Member of the National Assembly
- Incumbent
- Assumed office 9 May 2026
- Preceded by: János Bencsik
- Constituency: Komárom-Esztergom County 1st

Personal details
- Party: Tisza Party

= Ildikó Éva Sopov =

Hungarian politician

Ildikó Éva Sopov is a Hungarian politician who was elected member of the National Assembly in 2026.

== Early life and education ==
She grew up in Tata, in a family of Greek and German descent.

She graduated from the Eötvös Loránd University with a laws degree in 2000. In 2004, she completed a postgraduate specialization in European Law also at ELTE. The same year, she pursued further studies at the University of Oslo, where she focused on the intersection of law, technology and European legal developments.

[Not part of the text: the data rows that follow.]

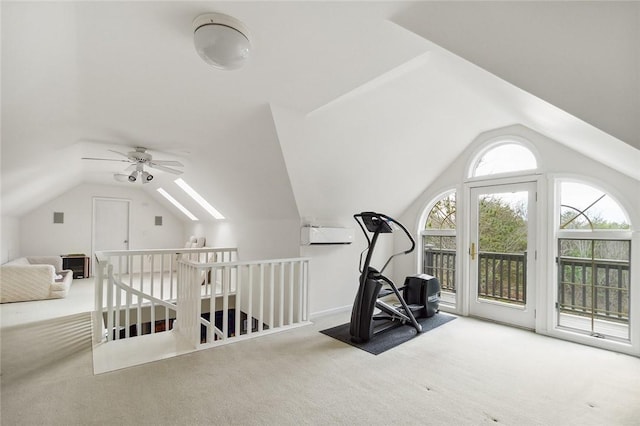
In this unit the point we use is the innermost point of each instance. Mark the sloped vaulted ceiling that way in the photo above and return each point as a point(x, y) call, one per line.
point(344, 105)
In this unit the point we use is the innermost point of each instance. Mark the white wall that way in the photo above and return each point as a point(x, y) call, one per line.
point(10, 238)
point(40, 236)
point(255, 239)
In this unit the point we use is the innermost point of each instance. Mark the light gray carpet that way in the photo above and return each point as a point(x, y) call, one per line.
point(466, 373)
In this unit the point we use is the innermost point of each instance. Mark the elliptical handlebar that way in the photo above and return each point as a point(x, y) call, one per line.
point(378, 223)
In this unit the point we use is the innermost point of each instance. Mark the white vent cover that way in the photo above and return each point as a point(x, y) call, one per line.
point(310, 235)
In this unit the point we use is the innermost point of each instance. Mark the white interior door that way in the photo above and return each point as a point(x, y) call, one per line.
point(111, 225)
point(502, 253)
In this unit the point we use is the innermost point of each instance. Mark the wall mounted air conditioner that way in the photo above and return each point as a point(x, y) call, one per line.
point(312, 235)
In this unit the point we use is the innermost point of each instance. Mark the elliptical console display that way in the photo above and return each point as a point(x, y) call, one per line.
point(372, 313)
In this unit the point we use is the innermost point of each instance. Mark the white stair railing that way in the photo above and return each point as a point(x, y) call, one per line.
point(246, 298)
point(204, 294)
point(142, 282)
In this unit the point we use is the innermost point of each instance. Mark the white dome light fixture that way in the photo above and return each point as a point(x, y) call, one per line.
point(221, 40)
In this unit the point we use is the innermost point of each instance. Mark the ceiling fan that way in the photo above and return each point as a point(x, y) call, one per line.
point(138, 159)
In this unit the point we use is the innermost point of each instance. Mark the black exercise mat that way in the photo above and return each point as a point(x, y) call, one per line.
point(389, 338)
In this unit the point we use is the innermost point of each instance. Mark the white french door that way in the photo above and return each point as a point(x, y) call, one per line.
point(502, 253)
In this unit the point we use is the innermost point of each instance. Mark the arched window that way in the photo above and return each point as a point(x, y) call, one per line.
point(439, 244)
point(505, 157)
point(594, 261)
point(585, 207)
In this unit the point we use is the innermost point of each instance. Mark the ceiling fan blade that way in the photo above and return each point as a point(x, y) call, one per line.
point(119, 153)
point(164, 169)
point(104, 159)
point(168, 163)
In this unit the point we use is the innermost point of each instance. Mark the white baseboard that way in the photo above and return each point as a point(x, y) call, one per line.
point(331, 311)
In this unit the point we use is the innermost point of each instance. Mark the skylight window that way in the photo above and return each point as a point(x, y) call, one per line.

Before entering politics, Sopov worked as a legal advisor, building experience in European legal affairs.

== Political career ==
She became involved with the TISZA Party during its formative years and was included among the party's candidates in the 2024 European Parliament election campaign.

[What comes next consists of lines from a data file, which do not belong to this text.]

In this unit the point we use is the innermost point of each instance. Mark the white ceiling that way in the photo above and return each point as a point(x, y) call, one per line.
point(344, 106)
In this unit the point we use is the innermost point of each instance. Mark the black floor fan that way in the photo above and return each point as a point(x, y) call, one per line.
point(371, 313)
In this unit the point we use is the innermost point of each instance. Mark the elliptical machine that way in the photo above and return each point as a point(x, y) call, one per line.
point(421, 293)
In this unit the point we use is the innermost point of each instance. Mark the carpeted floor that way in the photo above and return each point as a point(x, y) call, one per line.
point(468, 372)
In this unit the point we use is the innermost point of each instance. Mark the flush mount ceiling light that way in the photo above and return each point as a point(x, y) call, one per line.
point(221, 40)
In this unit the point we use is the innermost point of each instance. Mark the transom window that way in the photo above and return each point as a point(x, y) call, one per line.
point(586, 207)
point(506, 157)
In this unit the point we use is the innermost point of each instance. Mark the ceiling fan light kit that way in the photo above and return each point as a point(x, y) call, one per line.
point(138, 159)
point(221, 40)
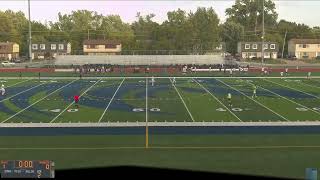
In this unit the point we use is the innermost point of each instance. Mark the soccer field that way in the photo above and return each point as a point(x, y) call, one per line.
point(125, 99)
point(119, 104)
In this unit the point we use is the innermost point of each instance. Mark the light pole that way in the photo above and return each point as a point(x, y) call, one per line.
point(30, 50)
point(262, 56)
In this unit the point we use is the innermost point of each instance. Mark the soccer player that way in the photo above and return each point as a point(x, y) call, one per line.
point(281, 74)
point(229, 99)
point(286, 71)
point(152, 81)
point(254, 91)
point(174, 81)
point(76, 100)
point(309, 74)
point(3, 91)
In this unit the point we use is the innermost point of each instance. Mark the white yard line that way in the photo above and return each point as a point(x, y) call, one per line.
point(253, 100)
point(21, 92)
point(185, 105)
point(286, 98)
point(310, 85)
point(218, 100)
point(73, 101)
point(292, 88)
point(166, 77)
point(162, 147)
point(36, 102)
point(104, 112)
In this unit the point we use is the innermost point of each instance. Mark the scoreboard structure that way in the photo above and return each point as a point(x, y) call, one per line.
point(27, 169)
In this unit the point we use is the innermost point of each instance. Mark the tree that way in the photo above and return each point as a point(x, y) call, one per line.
point(249, 14)
point(204, 30)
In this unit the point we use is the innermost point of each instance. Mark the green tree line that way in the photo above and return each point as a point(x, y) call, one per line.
point(183, 32)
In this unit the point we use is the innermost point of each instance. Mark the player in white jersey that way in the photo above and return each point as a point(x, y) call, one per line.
point(3, 91)
point(152, 81)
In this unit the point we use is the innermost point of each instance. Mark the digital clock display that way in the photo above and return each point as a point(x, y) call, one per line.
point(27, 169)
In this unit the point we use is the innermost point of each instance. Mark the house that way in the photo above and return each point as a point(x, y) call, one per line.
point(219, 49)
point(101, 47)
point(50, 50)
point(249, 50)
point(9, 51)
point(304, 48)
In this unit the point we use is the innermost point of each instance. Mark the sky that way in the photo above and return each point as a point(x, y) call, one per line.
point(306, 12)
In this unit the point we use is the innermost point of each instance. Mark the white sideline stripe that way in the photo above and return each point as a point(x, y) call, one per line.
point(164, 124)
point(310, 85)
point(19, 83)
point(166, 77)
point(36, 102)
point(161, 147)
point(73, 101)
point(182, 100)
point(254, 100)
point(22, 92)
point(104, 112)
point(287, 98)
point(292, 88)
point(218, 101)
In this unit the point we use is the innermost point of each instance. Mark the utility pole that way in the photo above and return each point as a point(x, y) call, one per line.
point(262, 56)
point(30, 45)
point(284, 42)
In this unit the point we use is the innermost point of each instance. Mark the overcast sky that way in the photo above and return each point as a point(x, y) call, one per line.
point(299, 11)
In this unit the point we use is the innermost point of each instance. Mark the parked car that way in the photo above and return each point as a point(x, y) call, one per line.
point(292, 57)
point(17, 61)
point(7, 63)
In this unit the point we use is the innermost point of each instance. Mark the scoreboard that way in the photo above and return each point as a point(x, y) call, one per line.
point(27, 169)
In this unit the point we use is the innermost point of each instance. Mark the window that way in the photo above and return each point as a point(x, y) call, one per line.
point(34, 46)
point(272, 46)
point(108, 46)
point(53, 46)
point(61, 46)
point(92, 46)
point(42, 46)
point(255, 46)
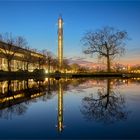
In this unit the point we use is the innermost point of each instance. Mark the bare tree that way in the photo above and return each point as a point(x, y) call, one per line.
point(10, 46)
point(107, 42)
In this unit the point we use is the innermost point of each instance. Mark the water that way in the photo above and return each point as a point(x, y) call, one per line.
point(70, 109)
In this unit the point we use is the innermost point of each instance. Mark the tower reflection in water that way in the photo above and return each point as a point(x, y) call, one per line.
point(60, 107)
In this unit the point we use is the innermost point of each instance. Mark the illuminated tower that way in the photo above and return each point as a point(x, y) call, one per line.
point(60, 108)
point(60, 42)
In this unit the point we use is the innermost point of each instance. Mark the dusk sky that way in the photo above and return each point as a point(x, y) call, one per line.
point(37, 22)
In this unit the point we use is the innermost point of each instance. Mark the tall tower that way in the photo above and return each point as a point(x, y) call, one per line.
point(60, 42)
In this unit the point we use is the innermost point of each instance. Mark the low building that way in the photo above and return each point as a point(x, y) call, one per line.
point(20, 58)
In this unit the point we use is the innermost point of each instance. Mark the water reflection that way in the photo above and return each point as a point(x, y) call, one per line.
point(107, 106)
point(60, 107)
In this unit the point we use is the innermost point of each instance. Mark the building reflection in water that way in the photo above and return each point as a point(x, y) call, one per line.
point(107, 106)
point(60, 107)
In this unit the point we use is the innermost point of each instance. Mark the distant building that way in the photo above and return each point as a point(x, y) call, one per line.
point(22, 59)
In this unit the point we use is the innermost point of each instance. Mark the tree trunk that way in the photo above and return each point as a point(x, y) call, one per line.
point(9, 65)
point(108, 64)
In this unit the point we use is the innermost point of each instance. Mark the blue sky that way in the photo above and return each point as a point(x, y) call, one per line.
point(37, 22)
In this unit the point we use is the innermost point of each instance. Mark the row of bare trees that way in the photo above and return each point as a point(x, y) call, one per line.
point(107, 43)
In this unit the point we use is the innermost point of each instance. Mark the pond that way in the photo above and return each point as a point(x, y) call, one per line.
point(91, 108)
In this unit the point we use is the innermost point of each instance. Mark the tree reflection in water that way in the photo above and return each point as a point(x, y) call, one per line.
point(108, 107)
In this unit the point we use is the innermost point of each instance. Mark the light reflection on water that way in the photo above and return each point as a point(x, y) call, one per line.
point(70, 108)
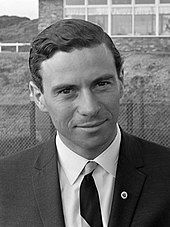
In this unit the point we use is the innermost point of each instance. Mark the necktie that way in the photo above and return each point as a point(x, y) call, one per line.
point(89, 198)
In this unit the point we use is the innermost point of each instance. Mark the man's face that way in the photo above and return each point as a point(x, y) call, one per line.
point(81, 94)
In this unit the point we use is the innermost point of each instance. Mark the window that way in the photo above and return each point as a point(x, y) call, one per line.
point(144, 1)
point(121, 1)
point(123, 17)
point(101, 20)
point(98, 15)
point(164, 1)
point(164, 24)
point(97, 2)
point(77, 13)
point(121, 25)
point(74, 2)
point(145, 24)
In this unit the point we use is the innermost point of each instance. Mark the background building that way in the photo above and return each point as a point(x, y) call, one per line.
point(119, 18)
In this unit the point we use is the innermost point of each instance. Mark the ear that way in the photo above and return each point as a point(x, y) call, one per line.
point(37, 96)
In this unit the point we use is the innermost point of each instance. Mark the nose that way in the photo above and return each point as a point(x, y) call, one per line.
point(88, 104)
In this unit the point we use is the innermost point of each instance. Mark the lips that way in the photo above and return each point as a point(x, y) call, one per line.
point(92, 124)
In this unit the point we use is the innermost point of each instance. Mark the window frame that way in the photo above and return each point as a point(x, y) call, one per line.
point(109, 6)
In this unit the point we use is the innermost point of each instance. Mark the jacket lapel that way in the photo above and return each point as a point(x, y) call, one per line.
point(47, 187)
point(130, 180)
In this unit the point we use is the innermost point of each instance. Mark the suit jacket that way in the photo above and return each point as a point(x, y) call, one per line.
point(30, 191)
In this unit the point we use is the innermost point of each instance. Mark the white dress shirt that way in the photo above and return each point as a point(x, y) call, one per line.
point(70, 168)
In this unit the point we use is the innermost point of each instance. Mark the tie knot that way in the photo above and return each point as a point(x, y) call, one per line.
point(90, 166)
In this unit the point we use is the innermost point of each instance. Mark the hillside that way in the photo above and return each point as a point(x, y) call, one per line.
point(17, 29)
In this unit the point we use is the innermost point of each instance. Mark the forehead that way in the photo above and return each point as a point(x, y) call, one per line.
point(83, 63)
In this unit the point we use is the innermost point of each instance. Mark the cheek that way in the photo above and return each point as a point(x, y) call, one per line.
point(61, 115)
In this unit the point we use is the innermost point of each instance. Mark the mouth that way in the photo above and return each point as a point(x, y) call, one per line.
point(91, 125)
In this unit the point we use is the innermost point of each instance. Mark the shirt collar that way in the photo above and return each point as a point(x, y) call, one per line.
point(73, 163)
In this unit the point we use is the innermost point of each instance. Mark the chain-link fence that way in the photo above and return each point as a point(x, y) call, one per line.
point(144, 110)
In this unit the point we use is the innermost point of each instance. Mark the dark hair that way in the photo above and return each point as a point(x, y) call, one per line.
point(67, 35)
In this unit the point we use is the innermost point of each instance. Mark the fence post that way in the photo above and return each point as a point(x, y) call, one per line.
point(32, 123)
point(129, 114)
point(142, 109)
point(17, 46)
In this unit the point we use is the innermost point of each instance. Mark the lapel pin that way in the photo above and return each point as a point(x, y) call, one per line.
point(124, 195)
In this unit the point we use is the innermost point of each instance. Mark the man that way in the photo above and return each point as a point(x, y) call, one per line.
point(77, 77)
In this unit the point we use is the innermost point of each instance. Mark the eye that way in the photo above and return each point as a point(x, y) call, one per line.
point(66, 91)
point(102, 83)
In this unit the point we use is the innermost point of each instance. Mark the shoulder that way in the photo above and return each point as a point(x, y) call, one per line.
point(154, 155)
point(24, 159)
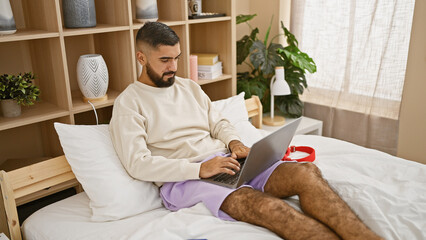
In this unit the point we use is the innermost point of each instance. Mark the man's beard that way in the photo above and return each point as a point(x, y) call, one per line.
point(158, 80)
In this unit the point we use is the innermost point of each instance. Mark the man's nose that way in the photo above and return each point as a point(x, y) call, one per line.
point(173, 65)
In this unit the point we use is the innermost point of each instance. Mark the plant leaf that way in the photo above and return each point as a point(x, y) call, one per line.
point(265, 58)
point(244, 18)
point(265, 42)
point(291, 39)
point(244, 45)
point(299, 58)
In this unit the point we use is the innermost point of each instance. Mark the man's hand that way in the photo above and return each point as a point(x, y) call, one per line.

At the 2026 Hungarian parliamentary election, she was elected Member of the National Assembly for Komárom-Esztergom County 1st constituency. She won the constituency with 59.8% of the vote, defeating the incumbent representative and securing one of the TISZA Party's individual constituency victories.

She took office on 9 May 2026, when the newly elected National Assembly was constituted.

== In Parliament ==
As a Member of Parliament, Sopov serves as Chair of the Committee on European Affairs, one of the National Assembly's standing committees responsible for scrutinising European Union legislation, monitoring EU affairs, and examining issues related to Hungary's membership .

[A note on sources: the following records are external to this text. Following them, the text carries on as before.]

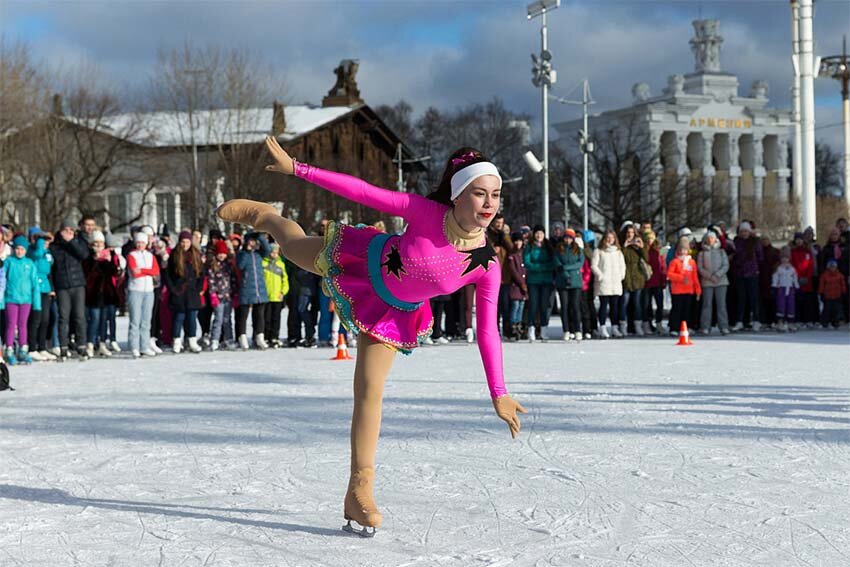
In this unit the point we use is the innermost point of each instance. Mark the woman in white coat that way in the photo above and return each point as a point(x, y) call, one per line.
point(713, 266)
point(609, 269)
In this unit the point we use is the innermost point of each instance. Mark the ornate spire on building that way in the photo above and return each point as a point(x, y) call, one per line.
point(345, 91)
point(706, 46)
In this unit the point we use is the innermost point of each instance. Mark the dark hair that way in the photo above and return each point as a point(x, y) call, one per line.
point(443, 193)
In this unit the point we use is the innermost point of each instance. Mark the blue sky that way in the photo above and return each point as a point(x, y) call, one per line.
point(437, 52)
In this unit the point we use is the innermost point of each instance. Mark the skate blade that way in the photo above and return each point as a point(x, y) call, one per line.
point(362, 531)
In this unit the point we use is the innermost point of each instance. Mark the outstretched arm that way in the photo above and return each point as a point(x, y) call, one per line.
point(347, 186)
point(490, 346)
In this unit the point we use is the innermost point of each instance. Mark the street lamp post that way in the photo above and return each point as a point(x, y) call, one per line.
point(585, 144)
point(400, 182)
point(544, 76)
point(838, 67)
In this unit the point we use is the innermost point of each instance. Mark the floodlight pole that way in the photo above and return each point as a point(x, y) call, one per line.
point(585, 144)
point(544, 76)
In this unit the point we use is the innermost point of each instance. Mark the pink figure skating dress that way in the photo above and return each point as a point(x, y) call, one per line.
point(381, 283)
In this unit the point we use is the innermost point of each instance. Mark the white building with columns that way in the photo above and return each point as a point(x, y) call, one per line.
point(699, 130)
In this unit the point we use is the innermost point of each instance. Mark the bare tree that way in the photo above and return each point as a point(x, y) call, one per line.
point(627, 180)
point(67, 155)
point(213, 101)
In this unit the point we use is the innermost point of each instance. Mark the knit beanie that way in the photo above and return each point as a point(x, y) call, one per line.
point(221, 247)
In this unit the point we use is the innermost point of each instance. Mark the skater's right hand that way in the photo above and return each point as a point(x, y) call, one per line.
point(283, 163)
point(507, 408)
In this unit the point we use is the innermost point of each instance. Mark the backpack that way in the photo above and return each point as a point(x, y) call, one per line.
point(4, 377)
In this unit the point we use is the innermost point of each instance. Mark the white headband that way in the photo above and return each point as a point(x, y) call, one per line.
point(465, 176)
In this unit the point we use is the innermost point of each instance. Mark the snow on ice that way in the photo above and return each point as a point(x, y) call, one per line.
point(735, 451)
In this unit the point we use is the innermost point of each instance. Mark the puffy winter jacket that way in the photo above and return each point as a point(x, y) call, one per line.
point(747, 257)
point(68, 259)
point(221, 278)
point(540, 265)
point(804, 262)
point(832, 285)
point(184, 293)
point(568, 270)
point(785, 277)
point(43, 259)
point(634, 278)
point(250, 264)
point(713, 265)
point(684, 276)
point(277, 282)
point(100, 283)
point(21, 282)
point(658, 263)
point(609, 269)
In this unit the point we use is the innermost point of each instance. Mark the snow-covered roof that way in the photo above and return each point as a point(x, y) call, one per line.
point(221, 126)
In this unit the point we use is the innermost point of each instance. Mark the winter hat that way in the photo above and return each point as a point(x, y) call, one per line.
point(221, 247)
point(112, 241)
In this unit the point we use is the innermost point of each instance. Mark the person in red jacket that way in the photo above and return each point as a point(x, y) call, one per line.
point(803, 260)
point(831, 288)
point(684, 286)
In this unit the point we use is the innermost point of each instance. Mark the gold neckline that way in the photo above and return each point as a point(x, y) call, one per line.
point(460, 238)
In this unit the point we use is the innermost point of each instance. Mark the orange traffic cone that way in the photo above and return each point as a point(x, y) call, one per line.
point(342, 350)
point(684, 335)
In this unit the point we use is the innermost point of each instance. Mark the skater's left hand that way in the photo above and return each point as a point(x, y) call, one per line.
point(507, 408)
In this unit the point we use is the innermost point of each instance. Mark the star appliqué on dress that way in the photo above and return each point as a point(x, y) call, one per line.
point(479, 257)
point(394, 264)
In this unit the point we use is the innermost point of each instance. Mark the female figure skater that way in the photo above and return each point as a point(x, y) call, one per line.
point(381, 283)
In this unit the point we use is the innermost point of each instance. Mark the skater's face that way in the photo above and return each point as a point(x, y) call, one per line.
point(478, 204)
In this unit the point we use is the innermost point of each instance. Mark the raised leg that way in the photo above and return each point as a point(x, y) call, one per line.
point(374, 360)
point(294, 243)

She is also a member of the National Security Committee which exercises parliamentary oversight of national security services and policies.

In June 2026, she was elected to the Parliamentary Committee of Inquiry into the Operations of the Hungarian National Bank (MNB), established to investigate the governance and asset management practices of the central bank.

Her parliamentary work focuses on European integration, democratic institutions, national security, and strengthening Hungary's role within the European Union.

== Personal life ==
She is married and has two children.